Diante da divergência instaurada, conforme demonstrado acima, a Corte Especial do STJ, no final do ano de 2018, assentou a impenhorabilidade só se aplica à parte do patrimônio do devedor que seja efetivamente necessária à manutenção de seu mínimo existencial, à manutenção de sua dignidade e da de seus dependentes e, com isso, permitiu a penhora de parte do salário para o pagamento de dívida de natureza não alimentar. Eis, por oportuno, a ementa do referido julgado:
“PROCESSUAL CIVIL. EMBARGOS DE DIVERGÊNCIA EM RECURSO ESPECIAL. EXECUÇÃO DE TÍTULO EXTRAJUDICIAL. IMPENHORABILIDADE DE VENCIMENTOS. CPC/73, ART. 649, IV. DÍVIDA NÃO ALIMENTAR. CPC/73, ART. 649, PARÁGRAFO 2º. EXCEÇÃO IMPLÍCITA À REGRA DE IMPENHORABILIDADE. PENHORABILIDADE DE PERCENTUAL DOS VENCIMENTOS. BOA-FÉ. MÍNIMO EXISTENCIAL. DIGNIDADE DO DEVEDOR E DE SUA FAMÍLIA.1. Hipótese em que se questiona se a regra geral de impenhorabilidade dos vencimentos do devedor está sujeita apenas à exceção explícita prevista no parágrafo 2º do art. 649, IV, do CPC/73 ou se, para além desta exceção explícita, é possível a formulação de exceção não prevista expressamente em lei.2. Caso em que o executado aufere renda mensal no valor de R$ 33.153,04, havendo sido deferida a penhora de 30% da quantia.3. A interpretação dos preceitos legais deve ser feita a partir da Constituição da República, que veda a supressão injustificada de qualquer direito fundamental. A impenhorabilidade de salários, vencimentos, proventos etc. tem por fundamento a proteção à dignidade do devedor, com a manutenção do mínimo existencial e de um padrão de vida digno em favor de si e de seus dependentes. Por outro lado, o credor tem direito ao recebimento de tutela jurisdicional capaz de dar efetividade, na medida do possível e do proporcional, a seus direitos materiais.4. O processo civil em geral, nele incluída a execução civil, é orientado pela boa-fé que deve reger o comportamento dos sujeitos processuais. Embora o executado tenha o direito de não sofrer atos executivos que importem violação à sua dignidade e à de sua família, não lhe é dado abusar dessa diretriz com o fim de impedir injustificadamente a efetivação do direito material do exequente.5. Só se revela necessária, adequada, proporcional e justificada a impenhorabilidade daquela parte do patrimônio do devedor que seja efetivamente necessária à manutenção de sua dignidade e da de seus dependentes.6. A regra geral da impenhorabilidade de salários, vencimentos, proventos etc. (art. 649, IV, do CPC/73; art. 833, IV, do CPC/2015), pode ser excepcionada quando for preservado percentual de tais verbas capaz de dar guarida à dignidade do devedor e de sua família.7. Recurso não provido”.(EREsp 1.582.475/MG, Rel. Ministro BENEDITO GONÇALVES, CORTE ESPECIAL, julgado em 3/10/2018, REPDJe 19/03/2019, DJe 16/10/2018).

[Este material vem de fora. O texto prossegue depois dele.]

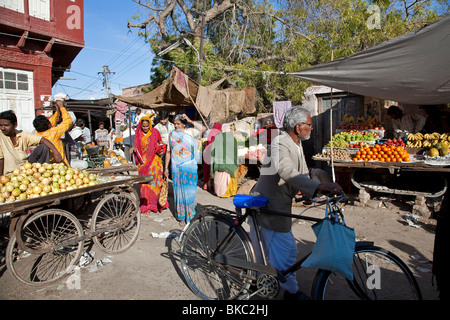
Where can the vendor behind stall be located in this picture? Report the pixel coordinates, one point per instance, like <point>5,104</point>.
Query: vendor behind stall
<point>402,121</point>
<point>14,145</point>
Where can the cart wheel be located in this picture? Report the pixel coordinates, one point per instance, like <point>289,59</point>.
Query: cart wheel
<point>41,232</point>
<point>116,222</point>
<point>77,204</point>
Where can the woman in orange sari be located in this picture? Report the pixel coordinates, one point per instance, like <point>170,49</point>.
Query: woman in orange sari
<point>146,140</point>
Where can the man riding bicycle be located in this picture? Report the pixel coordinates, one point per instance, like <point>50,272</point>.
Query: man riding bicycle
<point>283,175</point>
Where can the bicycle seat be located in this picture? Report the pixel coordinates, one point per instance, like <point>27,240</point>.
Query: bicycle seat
<point>246,201</point>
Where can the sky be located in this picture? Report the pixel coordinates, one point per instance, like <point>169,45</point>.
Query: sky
<point>108,42</point>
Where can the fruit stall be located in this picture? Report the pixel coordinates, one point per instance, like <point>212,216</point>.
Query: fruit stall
<point>365,159</point>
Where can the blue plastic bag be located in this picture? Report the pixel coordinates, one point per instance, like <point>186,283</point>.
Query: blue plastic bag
<point>334,248</point>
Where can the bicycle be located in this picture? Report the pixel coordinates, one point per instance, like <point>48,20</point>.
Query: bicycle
<point>218,260</point>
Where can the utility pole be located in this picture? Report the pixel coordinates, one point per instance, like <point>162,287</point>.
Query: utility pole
<point>202,35</point>
<point>106,74</point>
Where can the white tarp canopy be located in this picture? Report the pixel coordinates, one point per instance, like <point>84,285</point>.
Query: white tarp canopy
<point>412,69</point>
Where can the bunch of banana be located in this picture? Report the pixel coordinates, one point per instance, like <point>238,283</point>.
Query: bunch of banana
<point>415,137</point>
<point>432,136</point>
<point>414,144</point>
<point>349,118</point>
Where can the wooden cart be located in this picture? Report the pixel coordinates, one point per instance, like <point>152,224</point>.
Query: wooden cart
<point>47,241</point>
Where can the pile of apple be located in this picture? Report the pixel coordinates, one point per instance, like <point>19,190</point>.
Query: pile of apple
<point>38,180</point>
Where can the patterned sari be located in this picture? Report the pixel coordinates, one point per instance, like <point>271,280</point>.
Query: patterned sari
<point>146,144</point>
<point>184,174</point>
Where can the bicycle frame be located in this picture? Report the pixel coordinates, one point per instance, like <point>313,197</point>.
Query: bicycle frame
<point>331,208</point>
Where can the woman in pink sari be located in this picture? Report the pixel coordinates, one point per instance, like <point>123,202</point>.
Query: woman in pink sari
<point>146,141</point>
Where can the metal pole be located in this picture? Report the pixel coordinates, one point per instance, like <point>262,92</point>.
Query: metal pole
<point>202,33</point>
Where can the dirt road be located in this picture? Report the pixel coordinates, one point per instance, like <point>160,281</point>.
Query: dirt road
<point>150,271</point>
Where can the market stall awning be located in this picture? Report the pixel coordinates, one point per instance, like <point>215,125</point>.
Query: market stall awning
<point>413,68</point>
<point>180,91</point>
<point>177,90</point>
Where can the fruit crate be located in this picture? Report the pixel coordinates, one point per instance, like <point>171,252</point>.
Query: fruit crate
<point>95,156</point>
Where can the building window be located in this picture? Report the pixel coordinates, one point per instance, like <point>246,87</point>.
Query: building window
<point>16,5</point>
<point>13,81</point>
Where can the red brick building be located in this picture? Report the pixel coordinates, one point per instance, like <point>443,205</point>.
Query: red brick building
<point>39,39</point>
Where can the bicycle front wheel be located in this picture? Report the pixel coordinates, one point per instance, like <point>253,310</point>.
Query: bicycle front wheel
<point>378,275</point>
<point>205,277</point>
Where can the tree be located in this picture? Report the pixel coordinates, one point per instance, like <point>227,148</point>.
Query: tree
<point>255,42</point>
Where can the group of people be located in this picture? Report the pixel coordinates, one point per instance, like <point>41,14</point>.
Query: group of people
<point>46,142</point>
<point>172,148</point>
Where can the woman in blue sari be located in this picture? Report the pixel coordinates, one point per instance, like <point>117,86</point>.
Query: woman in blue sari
<point>183,156</point>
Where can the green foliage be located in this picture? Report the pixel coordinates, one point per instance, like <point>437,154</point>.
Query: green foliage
<point>257,48</point>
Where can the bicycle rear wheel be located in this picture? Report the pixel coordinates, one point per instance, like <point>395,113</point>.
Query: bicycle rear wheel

Entendeu-se, pois que o mutuário (devedor) recebe determinada quantia do mutuante (instituição financeira ou cooperativa de crédito) e, em contrapartida, ocorre a diminuição do salário devido aos descontos efetuados diretamente na folha de pagamento. Porém, ainda que as parcelas do empréstimo contratado sejam descontadas diretamente da folha de pagamento do mutuário, a origem desse valor não é salarial, pois não se trata de valores decorrentes de prestação de serviço, motivo pelo qual não possui, em regra, natureza alimentar.